Additionally, the absence of any image to its leading actors was a blessing in disguise. Make no mistake, there were immense expectations in the lead up to its release, but a majority of the audiences went in with an open mind in the hope of a good film. And all of this despite a crucial twist in the movie being leaked many months before its release. Krithi Shetty too was the cynosure of all eyes for many months, Vijay Sethupathi was coming in great form after a success like Master. Chiranjeevi and other pre-release attendees went slightly overboard in promoting the film unrealistically, claiming it would make history, garner 100 crores.
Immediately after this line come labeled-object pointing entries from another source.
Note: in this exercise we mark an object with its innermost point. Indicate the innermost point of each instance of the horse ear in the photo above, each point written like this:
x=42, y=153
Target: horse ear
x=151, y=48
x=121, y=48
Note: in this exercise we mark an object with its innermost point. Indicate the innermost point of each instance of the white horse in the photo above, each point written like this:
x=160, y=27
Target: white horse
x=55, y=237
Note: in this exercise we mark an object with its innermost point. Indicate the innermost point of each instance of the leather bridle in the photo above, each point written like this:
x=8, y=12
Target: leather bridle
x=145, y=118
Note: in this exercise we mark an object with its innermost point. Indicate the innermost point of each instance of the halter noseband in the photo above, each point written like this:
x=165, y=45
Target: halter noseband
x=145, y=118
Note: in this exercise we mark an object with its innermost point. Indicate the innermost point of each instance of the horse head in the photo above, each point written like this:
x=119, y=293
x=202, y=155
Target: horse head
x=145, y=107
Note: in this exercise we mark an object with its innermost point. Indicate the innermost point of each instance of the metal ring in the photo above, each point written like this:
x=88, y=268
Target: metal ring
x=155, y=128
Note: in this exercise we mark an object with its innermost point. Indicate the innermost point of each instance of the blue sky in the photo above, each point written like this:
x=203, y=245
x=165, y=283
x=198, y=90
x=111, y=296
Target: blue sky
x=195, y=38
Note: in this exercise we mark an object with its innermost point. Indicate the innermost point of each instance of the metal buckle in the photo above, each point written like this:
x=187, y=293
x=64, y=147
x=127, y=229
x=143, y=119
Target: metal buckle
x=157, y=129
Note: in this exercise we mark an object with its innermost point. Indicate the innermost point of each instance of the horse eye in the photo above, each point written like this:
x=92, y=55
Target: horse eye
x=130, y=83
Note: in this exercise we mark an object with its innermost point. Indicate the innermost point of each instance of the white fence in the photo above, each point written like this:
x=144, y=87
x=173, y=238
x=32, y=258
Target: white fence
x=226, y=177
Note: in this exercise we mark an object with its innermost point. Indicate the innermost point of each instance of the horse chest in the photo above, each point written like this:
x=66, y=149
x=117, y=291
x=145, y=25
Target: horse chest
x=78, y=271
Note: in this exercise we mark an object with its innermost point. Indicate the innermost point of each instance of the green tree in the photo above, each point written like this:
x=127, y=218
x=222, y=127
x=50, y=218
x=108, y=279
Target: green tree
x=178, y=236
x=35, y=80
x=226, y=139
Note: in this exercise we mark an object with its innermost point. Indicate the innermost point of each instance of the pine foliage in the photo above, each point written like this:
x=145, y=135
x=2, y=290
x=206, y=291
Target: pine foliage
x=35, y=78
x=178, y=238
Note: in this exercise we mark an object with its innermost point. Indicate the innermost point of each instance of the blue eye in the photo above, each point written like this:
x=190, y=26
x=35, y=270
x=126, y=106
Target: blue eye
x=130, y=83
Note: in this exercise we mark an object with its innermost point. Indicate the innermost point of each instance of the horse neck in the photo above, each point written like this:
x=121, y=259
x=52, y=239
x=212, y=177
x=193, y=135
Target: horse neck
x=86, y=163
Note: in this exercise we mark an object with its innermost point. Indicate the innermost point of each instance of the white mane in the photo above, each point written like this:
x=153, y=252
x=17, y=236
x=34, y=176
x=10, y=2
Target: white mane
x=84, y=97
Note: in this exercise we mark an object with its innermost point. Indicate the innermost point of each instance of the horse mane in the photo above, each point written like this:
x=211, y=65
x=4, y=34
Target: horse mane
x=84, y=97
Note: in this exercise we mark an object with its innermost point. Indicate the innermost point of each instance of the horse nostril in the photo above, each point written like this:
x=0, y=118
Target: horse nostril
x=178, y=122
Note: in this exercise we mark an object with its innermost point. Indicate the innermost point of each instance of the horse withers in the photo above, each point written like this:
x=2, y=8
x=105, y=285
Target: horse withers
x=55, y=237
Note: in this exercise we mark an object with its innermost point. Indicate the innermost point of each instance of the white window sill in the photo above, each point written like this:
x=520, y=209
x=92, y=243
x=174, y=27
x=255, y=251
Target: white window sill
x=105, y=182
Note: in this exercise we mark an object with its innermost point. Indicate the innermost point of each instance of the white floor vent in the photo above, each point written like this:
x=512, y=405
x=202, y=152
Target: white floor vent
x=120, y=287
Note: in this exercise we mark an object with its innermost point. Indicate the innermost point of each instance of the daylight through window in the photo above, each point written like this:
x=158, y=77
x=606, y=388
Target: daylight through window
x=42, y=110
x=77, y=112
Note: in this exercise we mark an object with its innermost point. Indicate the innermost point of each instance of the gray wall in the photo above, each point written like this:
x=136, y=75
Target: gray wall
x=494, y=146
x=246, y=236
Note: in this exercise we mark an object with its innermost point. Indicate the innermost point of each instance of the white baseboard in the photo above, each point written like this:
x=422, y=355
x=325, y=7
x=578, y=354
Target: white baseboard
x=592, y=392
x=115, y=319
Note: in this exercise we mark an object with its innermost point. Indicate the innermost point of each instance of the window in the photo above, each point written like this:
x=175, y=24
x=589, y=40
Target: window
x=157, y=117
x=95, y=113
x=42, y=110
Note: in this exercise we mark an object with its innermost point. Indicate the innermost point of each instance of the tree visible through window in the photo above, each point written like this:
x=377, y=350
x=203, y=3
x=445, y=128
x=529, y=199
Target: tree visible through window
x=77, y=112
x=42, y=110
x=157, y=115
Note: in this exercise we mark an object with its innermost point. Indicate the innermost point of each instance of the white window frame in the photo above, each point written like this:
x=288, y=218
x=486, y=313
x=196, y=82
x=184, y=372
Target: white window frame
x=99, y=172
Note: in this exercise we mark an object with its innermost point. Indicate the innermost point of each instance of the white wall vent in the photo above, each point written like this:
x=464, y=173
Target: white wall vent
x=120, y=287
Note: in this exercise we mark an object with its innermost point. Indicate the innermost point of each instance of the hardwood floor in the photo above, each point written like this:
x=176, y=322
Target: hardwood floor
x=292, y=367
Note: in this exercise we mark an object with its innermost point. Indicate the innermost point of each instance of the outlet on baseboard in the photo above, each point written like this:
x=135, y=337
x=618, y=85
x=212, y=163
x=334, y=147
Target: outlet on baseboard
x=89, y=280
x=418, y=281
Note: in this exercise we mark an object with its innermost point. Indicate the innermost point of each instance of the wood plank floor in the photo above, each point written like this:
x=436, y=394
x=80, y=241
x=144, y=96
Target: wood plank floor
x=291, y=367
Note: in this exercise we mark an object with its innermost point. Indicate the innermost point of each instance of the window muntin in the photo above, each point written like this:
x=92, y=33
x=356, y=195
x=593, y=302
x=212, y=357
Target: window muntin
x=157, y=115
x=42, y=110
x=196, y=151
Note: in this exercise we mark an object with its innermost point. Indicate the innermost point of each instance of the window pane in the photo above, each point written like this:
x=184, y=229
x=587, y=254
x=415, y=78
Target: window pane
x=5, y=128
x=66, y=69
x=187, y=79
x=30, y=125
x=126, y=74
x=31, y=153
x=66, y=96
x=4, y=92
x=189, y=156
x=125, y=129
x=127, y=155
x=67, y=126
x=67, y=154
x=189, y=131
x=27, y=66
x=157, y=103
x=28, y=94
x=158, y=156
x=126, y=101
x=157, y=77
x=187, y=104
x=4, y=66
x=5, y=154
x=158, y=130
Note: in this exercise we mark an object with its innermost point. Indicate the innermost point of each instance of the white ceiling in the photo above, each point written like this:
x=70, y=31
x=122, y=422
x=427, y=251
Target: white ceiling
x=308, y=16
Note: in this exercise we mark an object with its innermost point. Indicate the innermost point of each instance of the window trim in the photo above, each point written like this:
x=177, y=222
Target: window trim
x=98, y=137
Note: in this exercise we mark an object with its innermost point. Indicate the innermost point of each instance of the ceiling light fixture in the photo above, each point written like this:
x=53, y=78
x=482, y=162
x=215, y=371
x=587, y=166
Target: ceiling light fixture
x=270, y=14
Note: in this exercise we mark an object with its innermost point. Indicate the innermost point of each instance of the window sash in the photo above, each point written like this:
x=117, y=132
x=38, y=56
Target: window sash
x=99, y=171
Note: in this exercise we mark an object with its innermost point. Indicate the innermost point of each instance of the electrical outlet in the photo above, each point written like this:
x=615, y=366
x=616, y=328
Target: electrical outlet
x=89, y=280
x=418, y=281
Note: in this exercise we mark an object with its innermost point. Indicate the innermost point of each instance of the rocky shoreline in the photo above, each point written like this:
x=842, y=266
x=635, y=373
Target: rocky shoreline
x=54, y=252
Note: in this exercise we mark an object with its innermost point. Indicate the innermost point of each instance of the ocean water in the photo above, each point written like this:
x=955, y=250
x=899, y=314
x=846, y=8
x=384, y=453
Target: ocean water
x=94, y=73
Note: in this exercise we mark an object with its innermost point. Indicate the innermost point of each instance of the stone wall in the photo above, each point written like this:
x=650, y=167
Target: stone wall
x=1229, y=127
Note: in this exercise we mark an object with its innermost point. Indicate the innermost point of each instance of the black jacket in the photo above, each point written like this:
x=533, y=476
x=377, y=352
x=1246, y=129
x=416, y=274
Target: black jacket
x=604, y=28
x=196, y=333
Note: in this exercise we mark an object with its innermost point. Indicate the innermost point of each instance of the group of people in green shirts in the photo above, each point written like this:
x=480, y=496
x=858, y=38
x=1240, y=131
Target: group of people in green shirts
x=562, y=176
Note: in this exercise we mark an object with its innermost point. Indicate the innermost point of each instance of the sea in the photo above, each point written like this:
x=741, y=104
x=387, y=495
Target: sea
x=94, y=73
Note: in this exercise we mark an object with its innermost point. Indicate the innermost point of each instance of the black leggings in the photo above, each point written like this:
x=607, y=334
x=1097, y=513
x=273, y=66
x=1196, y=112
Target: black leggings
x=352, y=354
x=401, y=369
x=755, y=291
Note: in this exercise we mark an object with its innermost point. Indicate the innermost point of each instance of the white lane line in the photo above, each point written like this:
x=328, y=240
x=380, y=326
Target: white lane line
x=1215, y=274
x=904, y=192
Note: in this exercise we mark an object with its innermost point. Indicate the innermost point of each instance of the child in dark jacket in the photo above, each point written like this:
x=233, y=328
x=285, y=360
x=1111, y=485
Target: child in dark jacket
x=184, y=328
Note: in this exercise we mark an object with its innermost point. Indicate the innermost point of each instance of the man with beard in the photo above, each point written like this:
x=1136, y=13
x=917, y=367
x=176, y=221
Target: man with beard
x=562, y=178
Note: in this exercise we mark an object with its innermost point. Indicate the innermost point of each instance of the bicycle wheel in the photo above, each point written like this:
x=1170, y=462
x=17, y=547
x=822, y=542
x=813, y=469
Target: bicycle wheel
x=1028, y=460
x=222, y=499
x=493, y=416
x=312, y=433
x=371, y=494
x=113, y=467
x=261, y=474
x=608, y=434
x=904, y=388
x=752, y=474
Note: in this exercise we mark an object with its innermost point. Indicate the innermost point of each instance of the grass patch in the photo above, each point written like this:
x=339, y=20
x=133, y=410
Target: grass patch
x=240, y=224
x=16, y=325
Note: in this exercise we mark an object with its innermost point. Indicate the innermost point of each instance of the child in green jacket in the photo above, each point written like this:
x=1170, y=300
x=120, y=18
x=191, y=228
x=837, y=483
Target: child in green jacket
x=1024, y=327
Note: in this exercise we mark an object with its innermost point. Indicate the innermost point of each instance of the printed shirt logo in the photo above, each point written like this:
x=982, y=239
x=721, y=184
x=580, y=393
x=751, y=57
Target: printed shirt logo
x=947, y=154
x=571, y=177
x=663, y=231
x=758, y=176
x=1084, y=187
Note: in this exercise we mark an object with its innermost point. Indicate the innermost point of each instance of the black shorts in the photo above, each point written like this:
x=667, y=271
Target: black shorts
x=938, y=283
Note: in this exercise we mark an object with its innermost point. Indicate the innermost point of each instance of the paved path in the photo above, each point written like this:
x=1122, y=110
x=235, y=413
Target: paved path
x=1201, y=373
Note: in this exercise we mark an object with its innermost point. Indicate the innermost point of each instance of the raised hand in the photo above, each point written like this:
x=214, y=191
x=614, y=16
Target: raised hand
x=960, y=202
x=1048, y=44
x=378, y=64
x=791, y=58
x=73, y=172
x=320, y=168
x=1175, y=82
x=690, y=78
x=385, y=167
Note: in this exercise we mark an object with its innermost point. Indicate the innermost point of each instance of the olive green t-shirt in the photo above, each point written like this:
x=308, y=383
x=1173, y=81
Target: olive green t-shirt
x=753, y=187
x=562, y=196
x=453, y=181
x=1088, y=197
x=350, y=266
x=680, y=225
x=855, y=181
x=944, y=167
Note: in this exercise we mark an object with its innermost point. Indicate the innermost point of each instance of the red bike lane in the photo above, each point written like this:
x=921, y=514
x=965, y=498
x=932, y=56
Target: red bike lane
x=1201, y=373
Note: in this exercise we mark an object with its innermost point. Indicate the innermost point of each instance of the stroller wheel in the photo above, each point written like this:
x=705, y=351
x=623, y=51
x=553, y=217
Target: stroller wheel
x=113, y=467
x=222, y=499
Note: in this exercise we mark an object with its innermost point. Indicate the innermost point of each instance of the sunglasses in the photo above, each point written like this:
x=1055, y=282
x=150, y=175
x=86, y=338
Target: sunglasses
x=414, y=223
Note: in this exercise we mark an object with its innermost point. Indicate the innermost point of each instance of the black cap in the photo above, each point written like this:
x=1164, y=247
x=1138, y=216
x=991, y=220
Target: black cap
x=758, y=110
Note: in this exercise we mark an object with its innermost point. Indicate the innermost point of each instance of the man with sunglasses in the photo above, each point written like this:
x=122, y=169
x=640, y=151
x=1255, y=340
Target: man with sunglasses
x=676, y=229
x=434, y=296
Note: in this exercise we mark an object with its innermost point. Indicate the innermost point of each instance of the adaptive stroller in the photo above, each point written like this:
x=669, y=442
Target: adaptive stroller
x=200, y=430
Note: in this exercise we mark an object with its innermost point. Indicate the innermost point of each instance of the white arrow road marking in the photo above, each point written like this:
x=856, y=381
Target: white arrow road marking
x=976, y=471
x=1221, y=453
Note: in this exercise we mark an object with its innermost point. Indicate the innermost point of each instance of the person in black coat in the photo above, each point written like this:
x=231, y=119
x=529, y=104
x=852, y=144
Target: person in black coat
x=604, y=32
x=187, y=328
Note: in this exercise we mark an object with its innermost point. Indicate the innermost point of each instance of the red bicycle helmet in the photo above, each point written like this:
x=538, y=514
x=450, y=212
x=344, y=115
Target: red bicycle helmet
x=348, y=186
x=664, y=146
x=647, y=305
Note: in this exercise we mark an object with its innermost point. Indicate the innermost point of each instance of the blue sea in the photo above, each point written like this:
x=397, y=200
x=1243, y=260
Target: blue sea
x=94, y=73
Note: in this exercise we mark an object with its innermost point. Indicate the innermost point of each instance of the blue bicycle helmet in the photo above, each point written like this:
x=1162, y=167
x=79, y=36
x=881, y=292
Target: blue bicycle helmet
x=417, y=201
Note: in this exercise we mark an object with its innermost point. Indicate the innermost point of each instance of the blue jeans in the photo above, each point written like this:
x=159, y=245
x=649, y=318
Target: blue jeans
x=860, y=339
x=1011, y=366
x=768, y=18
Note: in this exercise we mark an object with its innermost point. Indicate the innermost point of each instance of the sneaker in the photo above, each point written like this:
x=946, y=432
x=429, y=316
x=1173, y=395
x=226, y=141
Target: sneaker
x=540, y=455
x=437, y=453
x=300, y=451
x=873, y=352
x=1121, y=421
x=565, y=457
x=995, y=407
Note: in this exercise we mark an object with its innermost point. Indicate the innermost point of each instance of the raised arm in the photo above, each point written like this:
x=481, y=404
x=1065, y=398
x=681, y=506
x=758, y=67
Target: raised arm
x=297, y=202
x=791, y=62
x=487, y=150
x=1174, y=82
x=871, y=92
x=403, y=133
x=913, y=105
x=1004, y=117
However, all said and done, Uppena makers did everything to ensure that the film was the buzzword among young audiences. The bigger challenge was if the content had enough meat in it to meet expectations. The story wasn’t entirely new. Vaishnav Tej too wasn’t the stereotypical hero in the film, he was just like any other character around whom the film revolved. Krithi Shetty had performed beyond expectations and though Vijay Sethupathi’s dubbing left a lot to be desired, his screen presence more than made up for it. Sai Chand’s experience added depth to the supporting cast. There was a strong situational reference to the songs that were picturised delectably.
It has been a lot of time since a full-fledged romance with a core social issue at the forefront came in Telugu cinema. The film focuses on the issue as much as the romance. The result is a decent film made with pure intentions and somewhere the sincerity managed to strike a chord with audiences. The release for a Valentine’s Day weekend, the absence of a strong competition were among other factors that helped Uppena.
The important lesson to learn out of Uppena for filmmakers is to give enough time for the promotional content – teaser, songs, promos – to grow on the audiences. Great music too can go a long way in contributing to a film’s buzz – we saw how Neeli Neeli Akasam helped 30 Rojullo Preminchadam Ela. Had Uppena been made on a tighter budget, the aftertaste of the victory would have been even sweeter.